On March 9, after learning that nearly 200 students in a school in rural Guizhou would eat cold rice or corn porridge brought from home in plastic bottles, or sometimes simply not eat at all because the school had no canteen, he initiated a "Free Lunch Program".

Besides the micro blog, Internet forums and chat groups, Liang also invented "virtual loving lunches" to sell at his online shop. "A virtual lunch of five yuan gives a starving child two free meals," he advertised on the front page, and within the first hour more than 1,000 were sold.

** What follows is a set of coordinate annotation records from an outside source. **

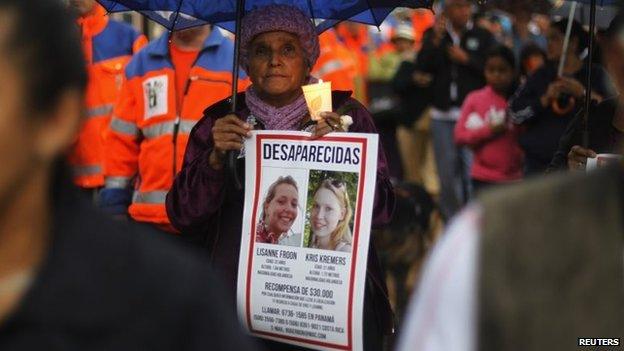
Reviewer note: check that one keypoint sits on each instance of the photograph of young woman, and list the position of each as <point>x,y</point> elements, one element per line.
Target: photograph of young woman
<point>330,217</point>
<point>279,211</point>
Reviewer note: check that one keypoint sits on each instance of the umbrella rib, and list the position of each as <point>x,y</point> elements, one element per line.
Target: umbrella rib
<point>370,8</point>
<point>312,12</point>
<point>175,19</point>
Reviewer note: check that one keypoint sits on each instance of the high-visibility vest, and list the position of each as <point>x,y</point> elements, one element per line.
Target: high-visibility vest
<point>358,46</point>
<point>108,46</point>
<point>148,133</point>
<point>335,64</point>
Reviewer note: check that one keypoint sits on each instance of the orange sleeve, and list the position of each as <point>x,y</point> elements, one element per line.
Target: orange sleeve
<point>123,139</point>
<point>139,43</point>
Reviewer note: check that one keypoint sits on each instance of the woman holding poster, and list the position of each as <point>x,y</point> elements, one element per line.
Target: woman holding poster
<point>279,211</point>
<point>331,216</point>
<point>279,47</point>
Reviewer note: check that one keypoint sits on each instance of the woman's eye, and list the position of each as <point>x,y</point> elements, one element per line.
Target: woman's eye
<point>288,50</point>
<point>261,51</point>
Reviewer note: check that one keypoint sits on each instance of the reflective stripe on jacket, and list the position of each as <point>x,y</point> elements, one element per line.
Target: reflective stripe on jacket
<point>108,46</point>
<point>147,128</point>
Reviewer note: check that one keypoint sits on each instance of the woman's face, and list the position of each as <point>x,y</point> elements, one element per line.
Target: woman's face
<point>498,74</point>
<point>326,212</point>
<point>281,212</point>
<point>554,47</point>
<point>277,67</point>
<point>555,43</point>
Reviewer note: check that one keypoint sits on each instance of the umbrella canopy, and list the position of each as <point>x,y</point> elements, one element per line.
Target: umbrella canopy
<point>228,14</point>
<point>180,14</point>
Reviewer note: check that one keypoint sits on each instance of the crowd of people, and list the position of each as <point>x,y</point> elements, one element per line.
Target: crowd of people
<point>463,101</point>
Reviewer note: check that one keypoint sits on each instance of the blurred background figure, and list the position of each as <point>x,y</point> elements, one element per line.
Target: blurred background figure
<point>606,119</point>
<point>384,104</point>
<point>108,45</point>
<point>336,64</point>
<point>532,58</point>
<point>546,103</point>
<point>449,66</point>
<point>69,277</point>
<point>485,127</point>
<point>166,89</point>
<point>355,37</point>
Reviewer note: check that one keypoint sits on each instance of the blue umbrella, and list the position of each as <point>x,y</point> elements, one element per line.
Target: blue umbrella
<point>228,14</point>
<point>590,47</point>
<point>181,14</point>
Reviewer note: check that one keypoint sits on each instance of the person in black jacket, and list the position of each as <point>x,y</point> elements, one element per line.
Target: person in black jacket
<point>546,104</point>
<point>70,278</point>
<point>449,66</point>
<point>605,123</point>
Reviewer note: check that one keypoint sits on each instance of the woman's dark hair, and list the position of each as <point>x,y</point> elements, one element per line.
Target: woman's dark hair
<point>577,32</point>
<point>43,43</point>
<point>527,52</point>
<point>503,52</point>
<point>508,56</point>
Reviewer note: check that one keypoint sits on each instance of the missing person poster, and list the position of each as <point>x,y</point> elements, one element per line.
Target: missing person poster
<point>306,229</point>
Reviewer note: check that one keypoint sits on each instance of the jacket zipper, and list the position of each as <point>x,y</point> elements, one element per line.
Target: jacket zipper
<point>179,108</point>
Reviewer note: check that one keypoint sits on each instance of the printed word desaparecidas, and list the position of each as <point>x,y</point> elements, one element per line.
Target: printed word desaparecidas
<point>338,154</point>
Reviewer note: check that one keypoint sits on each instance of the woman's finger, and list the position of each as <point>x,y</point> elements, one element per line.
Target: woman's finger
<point>321,129</point>
<point>225,137</point>
<point>230,128</point>
<point>228,145</point>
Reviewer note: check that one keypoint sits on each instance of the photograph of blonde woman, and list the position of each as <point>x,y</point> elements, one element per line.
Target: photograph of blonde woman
<point>279,212</point>
<point>330,217</point>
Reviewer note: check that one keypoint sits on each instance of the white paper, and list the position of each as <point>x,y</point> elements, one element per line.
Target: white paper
<point>602,160</point>
<point>305,295</point>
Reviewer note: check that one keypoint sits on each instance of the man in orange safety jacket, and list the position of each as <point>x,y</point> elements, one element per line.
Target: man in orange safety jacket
<point>167,86</point>
<point>108,46</point>
<point>335,64</point>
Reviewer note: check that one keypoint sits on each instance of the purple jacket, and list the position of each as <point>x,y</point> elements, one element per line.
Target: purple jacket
<point>208,209</point>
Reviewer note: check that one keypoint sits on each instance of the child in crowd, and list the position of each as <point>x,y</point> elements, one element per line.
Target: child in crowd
<point>484,126</point>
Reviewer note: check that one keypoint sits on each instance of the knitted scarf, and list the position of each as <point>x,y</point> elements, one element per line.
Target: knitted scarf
<point>277,118</point>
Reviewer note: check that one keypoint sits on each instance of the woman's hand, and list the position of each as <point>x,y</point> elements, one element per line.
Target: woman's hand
<point>573,87</point>
<point>552,93</point>
<point>228,134</point>
<point>577,157</point>
<point>329,122</point>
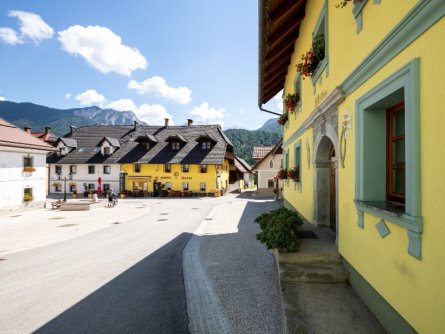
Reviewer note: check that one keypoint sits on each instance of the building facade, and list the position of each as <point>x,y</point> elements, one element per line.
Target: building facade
<point>364,134</point>
<point>23,174</point>
<point>143,160</point>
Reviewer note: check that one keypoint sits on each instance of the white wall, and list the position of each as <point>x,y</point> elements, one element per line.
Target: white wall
<point>82,177</point>
<point>13,180</point>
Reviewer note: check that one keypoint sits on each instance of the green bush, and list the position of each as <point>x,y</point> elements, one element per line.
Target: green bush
<point>279,229</point>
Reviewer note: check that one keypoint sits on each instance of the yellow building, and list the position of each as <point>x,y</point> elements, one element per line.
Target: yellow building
<point>364,129</point>
<point>177,161</point>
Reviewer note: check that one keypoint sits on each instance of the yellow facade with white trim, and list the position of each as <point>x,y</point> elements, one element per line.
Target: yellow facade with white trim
<point>412,286</point>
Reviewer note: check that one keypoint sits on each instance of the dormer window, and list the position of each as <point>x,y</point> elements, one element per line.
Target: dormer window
<point>206,145</point>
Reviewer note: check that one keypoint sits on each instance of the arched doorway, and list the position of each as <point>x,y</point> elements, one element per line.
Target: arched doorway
<point>326,184</point>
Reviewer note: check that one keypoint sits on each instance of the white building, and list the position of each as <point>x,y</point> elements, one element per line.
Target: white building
<point>23,174</point>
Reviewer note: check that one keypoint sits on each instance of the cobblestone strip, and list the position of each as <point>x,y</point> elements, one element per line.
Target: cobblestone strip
<point>205,312</point>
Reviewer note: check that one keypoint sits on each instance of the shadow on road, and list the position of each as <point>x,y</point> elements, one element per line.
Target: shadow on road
<point>147,298</point>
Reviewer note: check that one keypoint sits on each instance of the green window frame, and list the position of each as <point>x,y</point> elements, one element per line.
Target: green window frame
<point>370,157</point>
<point>321,27</point>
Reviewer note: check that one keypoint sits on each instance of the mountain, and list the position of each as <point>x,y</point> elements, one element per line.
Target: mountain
<point>244,140</point>
<point>38,117</point>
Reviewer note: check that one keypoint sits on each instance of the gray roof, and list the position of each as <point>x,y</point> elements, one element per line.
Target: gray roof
<point>131,151</point>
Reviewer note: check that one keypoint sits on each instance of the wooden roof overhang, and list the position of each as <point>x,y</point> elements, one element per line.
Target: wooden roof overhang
<point>279,27</point>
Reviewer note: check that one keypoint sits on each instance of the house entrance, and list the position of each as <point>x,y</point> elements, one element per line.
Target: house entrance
<point>326,184</point>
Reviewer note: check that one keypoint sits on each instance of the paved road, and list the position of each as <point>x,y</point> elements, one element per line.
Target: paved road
<point>126,278</point>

In less than 23 days Liang's charity program brought hot meals to the students, with a promise that the favor would last a minimum of three-years, supported by total donations of 360,000 yuan. Having collected more than 1.2 million yuan as of early June, Liang's charity team was able to extend their program to 351 students in another school in Guizhou and is reaching more schools.

It was estimated that 250,000 people contributed to the program.

"That's the real power of micro-philanthropy," Liang said gladly.

To cut growing concerns over illegal fundraising with the accumulation of the charity fund, and to help more poor children in western China's poor regions, Liang teamed up with State-run non-profit organization Guizhou Youth Development Foundation.

Growing up in poverty-stricken rural Guangxi, Liang has made helping needy children a major part of his philanthropic endeavor.

"I know too well that a little help can make a big difference to them," he said.